In the stormy prelude to the English civil wars, pitting the Puritan regicides against the crown, the English poet Samuel Daniel (d. 1619) echoed Lucan’s construction: “…Whilst Kin their Kin, brother the brother foyles/ Like Ensignes all against like Ensignes band:/ Bowes against bowes,/ the Crowne against the/ crowne,/ whil’st all pretending right, all throwen down.”
Notably there is a surprising recurring reluctance by combatants to admit that a conflict with their kin about the legitimacy of the sovereign is, in fact, a civil war.
After 1789, it became useful to invoke the political construction of a revolution in order to aggrandize a rebellion of rival claimants to sovereignty.
For example, fifty years after Yorktown, James Fenimore Cooper argued against the popular notion of an American Revolution: “The dispute between England and the United States of America, though not strictly a family quarrel, had many of the features of a civil war…”
In early 1863, Francis Lieber, Prussian-American professor of law, published a legal code of conduct for war-fighting, defining a civil war carefully, “Civil war is a war between two or more portions of a country or state, each contenting for the mastery of the whole, and each claiming to be the legitimate government…”
Later in 1863, Abraham Lincoln was bold in his Gettysburg Address to assert that what was routinely denounced by the North as a “war of rebellion” and argued by the South to be a “war of secession,” was, in fact, “a great civil war.”
It wasn’t until 1907 that the U.S. Congress agreed to call the war of 1861-1865, “the Civil War.”
What I learn from Armitage and Blumenthal is that the most telling condition that suggests strongly that you are engaged in a civil war is when you find yourself part of a “mighty people” who are faced with two claims of legitimacy, two crowns that are “pretending right” —two camps with “the rage of Caesar and Pompey.”

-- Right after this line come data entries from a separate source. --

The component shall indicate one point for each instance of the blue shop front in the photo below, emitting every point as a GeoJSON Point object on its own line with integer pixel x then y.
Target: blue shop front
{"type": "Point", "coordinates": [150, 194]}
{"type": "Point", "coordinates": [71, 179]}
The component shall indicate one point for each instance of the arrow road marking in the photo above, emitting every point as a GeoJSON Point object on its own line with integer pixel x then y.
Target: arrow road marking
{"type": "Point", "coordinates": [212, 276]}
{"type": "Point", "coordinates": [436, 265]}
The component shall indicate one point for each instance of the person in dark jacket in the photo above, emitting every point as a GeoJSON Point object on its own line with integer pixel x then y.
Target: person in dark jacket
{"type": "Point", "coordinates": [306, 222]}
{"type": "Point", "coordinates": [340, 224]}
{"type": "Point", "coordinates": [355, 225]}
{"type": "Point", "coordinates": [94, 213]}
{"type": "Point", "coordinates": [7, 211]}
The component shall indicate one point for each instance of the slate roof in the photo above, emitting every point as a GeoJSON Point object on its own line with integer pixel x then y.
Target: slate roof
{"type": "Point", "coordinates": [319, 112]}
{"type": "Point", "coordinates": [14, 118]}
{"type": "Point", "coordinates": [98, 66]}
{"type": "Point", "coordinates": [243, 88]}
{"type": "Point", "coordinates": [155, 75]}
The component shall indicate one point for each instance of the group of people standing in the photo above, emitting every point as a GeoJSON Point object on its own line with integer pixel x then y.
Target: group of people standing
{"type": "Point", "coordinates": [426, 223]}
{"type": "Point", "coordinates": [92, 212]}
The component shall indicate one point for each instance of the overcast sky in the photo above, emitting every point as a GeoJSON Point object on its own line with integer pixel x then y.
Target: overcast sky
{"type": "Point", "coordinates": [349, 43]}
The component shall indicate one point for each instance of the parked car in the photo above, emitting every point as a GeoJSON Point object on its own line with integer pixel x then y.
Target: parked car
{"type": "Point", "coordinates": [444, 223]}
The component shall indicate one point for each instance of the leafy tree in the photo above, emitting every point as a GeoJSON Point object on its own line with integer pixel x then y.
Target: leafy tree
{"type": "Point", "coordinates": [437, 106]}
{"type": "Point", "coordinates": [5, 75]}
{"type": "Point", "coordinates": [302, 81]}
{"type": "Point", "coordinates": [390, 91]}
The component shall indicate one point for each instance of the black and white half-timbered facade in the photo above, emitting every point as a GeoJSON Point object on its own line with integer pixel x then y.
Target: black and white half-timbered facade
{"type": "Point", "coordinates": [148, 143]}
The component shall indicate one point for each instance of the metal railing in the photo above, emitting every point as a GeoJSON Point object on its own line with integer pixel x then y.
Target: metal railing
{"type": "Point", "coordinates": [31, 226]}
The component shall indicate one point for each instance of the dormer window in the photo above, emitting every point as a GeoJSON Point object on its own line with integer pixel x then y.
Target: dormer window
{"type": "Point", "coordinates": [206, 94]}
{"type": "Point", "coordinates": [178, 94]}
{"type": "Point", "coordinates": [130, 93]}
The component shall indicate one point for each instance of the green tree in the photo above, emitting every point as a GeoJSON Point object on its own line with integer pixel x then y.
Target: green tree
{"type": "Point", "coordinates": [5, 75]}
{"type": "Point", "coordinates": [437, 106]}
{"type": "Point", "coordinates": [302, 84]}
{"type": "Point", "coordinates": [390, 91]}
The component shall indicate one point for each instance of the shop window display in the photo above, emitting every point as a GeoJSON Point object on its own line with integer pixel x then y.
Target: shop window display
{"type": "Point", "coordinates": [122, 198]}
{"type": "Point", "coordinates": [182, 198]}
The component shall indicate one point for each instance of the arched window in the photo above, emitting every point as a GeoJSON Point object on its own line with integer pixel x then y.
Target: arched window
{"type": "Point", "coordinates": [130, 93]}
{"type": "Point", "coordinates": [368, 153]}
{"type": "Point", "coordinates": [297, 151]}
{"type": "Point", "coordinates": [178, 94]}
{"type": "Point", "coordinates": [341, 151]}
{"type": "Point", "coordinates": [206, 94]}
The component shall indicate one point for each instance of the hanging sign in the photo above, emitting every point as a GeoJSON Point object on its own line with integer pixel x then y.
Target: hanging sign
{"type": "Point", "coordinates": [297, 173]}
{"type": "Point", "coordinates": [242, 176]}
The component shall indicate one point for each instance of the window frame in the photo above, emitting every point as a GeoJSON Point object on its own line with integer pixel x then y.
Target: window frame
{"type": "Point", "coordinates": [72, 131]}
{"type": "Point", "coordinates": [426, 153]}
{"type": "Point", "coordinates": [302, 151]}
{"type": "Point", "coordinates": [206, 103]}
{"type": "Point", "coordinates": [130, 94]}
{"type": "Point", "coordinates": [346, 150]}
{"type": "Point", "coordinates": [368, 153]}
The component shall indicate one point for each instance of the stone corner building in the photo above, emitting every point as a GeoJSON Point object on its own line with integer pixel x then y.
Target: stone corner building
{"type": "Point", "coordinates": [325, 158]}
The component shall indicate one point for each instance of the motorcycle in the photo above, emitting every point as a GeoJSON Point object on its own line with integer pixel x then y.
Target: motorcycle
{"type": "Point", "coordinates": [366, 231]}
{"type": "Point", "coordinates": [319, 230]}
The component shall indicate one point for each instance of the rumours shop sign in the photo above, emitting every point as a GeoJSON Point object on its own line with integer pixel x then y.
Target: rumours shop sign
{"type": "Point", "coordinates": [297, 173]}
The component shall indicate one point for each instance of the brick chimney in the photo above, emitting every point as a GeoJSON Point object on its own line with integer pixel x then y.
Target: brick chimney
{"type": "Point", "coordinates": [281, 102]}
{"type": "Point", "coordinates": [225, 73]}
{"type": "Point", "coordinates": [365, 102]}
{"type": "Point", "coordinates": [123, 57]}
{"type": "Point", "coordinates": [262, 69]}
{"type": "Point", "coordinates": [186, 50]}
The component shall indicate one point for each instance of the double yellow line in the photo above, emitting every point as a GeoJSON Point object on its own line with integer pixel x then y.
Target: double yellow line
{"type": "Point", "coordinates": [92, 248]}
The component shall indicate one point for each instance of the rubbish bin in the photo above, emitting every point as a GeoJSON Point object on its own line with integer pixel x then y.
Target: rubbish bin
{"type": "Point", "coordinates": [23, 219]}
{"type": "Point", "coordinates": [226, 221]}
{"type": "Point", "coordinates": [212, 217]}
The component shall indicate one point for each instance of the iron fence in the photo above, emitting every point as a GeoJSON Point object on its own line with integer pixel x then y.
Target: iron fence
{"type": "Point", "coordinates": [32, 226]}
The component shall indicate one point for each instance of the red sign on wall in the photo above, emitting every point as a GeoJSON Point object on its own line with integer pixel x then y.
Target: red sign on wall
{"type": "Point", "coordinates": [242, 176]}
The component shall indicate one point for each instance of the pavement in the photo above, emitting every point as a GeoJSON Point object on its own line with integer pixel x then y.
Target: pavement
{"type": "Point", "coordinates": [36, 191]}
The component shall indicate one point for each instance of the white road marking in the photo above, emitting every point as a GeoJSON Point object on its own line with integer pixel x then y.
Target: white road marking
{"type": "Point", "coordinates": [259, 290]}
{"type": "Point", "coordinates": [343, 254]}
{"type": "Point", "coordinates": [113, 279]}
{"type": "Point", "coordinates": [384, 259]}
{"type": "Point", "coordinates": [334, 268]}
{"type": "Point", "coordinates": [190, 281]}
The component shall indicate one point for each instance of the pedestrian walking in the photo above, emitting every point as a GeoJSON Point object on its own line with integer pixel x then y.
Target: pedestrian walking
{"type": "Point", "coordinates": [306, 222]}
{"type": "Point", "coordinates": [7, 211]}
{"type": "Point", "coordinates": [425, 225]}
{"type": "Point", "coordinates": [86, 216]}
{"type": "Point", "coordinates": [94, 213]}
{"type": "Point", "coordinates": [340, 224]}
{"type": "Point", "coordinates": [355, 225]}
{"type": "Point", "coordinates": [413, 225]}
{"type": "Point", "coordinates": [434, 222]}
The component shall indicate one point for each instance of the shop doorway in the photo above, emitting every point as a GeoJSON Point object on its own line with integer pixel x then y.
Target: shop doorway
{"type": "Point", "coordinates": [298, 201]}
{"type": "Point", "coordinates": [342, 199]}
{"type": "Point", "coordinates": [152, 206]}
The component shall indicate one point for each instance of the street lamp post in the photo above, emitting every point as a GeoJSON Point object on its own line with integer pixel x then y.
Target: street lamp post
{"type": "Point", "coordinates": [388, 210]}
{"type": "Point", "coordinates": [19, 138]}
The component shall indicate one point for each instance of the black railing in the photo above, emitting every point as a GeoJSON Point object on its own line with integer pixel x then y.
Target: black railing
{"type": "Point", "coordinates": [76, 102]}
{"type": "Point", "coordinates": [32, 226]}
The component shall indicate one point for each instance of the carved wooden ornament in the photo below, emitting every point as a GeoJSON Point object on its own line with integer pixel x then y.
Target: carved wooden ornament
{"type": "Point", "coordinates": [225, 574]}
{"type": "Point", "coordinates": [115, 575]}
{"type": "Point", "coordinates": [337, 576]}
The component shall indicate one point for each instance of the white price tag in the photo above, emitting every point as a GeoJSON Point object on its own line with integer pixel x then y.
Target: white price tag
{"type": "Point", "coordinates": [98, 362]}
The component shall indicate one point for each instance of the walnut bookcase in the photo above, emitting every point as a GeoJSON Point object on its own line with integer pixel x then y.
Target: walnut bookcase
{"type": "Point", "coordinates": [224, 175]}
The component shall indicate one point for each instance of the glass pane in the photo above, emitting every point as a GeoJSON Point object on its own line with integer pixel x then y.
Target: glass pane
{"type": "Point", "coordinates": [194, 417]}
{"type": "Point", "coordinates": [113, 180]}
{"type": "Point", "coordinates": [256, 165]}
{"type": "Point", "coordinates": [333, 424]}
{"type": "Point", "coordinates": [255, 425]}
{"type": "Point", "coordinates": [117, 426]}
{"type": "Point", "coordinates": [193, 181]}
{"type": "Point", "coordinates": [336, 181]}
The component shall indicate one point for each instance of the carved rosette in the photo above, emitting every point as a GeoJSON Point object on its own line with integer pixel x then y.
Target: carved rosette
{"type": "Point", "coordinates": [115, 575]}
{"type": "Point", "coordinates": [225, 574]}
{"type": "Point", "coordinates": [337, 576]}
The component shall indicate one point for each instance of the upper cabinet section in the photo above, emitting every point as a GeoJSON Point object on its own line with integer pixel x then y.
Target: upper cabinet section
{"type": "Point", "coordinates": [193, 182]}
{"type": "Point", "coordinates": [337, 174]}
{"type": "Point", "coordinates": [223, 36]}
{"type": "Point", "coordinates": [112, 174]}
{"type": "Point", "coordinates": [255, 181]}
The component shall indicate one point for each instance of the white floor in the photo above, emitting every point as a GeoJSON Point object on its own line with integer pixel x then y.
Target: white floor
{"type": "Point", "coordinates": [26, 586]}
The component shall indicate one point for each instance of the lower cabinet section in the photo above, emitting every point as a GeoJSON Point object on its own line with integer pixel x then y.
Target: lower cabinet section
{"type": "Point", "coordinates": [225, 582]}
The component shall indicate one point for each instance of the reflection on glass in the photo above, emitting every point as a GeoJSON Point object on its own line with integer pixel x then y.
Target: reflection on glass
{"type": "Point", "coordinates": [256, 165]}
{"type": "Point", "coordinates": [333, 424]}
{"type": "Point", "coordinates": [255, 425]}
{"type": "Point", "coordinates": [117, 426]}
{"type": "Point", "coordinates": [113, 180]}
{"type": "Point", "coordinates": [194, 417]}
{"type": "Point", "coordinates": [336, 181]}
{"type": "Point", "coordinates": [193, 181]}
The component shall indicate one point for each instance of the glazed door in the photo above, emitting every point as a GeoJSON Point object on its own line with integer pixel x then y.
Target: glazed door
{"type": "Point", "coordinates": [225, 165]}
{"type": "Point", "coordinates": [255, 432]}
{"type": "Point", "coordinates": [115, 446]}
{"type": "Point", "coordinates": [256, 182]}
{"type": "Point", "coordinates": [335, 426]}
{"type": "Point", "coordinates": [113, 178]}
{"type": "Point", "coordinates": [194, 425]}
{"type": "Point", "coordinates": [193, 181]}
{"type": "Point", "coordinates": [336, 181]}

In 1850, the failing Senator John C. Calhoun of South Carolina used his last days to promote his defiant vision to create two presidents of the United States, one for the North’s Abolitionists, one for the South’s slaveholder Ultras, in order to “restore to the South, in substance, the power she possessed of protecting herself before the equilibrium between the sections was destroyed by the action of the government…”
Ten years later, Calhoun’s devious protégé, Senator Jefferson Davis of Mississippi, took up the two presidencies invention and led the South’s “slave power” into the catastrophe of the Confederacy.
A glance at today’s news from Washington suggests that there are a few of the same shadows of civil war in 2017 that the Roman Senate could sense when Sulla marched on Rome in 88 BCE, or when the English Rump Parliament declared itself “the supreme power in the nation” in 1649, or when South Carolina’s Ultras opened fire on Fort Sumter in 1861.
Was the election of 2016 stolen by a foreign power in league with a troublesome prince?
Is the legitimate chief executive the candidate who won the popular vote by 2.8 million ballots?
Is the Constitution in peril of failure because of Russian meddling, Congressional chicanery, an illegitimate sovereign?
In 1856, the troubled Lincoln sat awake pondering the lesson in the Gospel of Mark, “And if a house is divided against itself, that house will not be able to stand.”
Lucan offers us an even more unsettling lesson after two thousand years of divided houses, “What madness was this, O citizens?”